Дома Хэ Сян-нин осторожно расправила листок, который ей сунул Ляо. Там оказались стихи, обращенные к ней и детям:
«Дочь, не горюй, и, сын, не плачь! Отец уходит — ждет его палач. Не надо, дети, не скорбите. Пожалуйста, себя поберегите! И я исчезну с легкою душой. Учитесь хорошо, о сын и дочь, и я, веселый, зашагаю в ночь…»
Хэ Сян-нин, не в силах больше сдерживаться, повалилась на крышку большой дорожной корзины, которую она достала, чтобы сложить в нее вещи.
Ночью в дверь ее квартиры неожиданно постучали. Она зажгла керосиновую лампу и пошла открывать. На пороге стоял знакомый офицер. Теперь он служил у Чэнь Цзюн-мина. Она провела его в гостиную, молча ждала, что ей скажет этот чуточку надменный, но всегда обходительный человек. Он опустился было на предложенный стул, но, спохватившись, протянул Хэ Сян-нин сверток. Она покачала головой, отказываясь его принять. Тогда офицер выложил на стол два пакета с мукой, немного мелких красных бобов и с десяток недозрелых плодов хурмы.
— Это для вас, уважаемая госпожа Ляо.
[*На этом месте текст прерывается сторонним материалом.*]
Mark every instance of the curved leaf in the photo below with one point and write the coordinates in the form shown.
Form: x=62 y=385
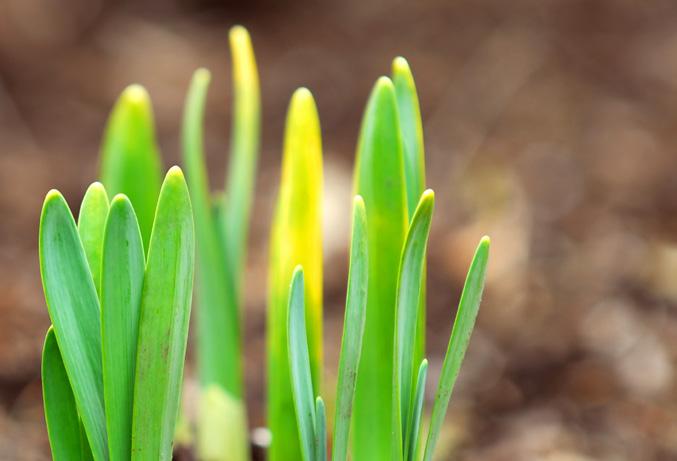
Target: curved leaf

Всем нам приходится нелегко, а вам особенно.
— Лучше скажите, что привело вас ко мне в столь неурочный час?
— Хорошо, — с готовностью согласился он. — Видите ли, госпожа, нам стало известно, что вы бывали на канонерке у Сунь Ят-сена. От имени генерала Чэнь Цзюн-мина я предлагаю вам отправиться к нему в сопровождении наших людей.
— Зачем? — тихо произнесла она.
— Ну, хотя бы для того, чтобы попросить его не открывать огня завтра вечером.
— Что еще задумал ваш Чэнь?
— Об этом я осведомлен не больше вашего. Я только исполняю поручение.
— Нет, — сказала она, твердо сжав губы, — нет, ни за что.
— Но, госпожа, генерал Чэнь Цзюн-мин обещает за это освободить вашего мужа. Уверен, что господин Сунь Ят-сен охотно пойдет на такую маленькую уступку ради спасения своего друга.
«Ловушка, — подумала она. — Они хотят учинить расправу и над Сунь Ят-сеном!»
— Нет, — повторила она, — я вам не верю.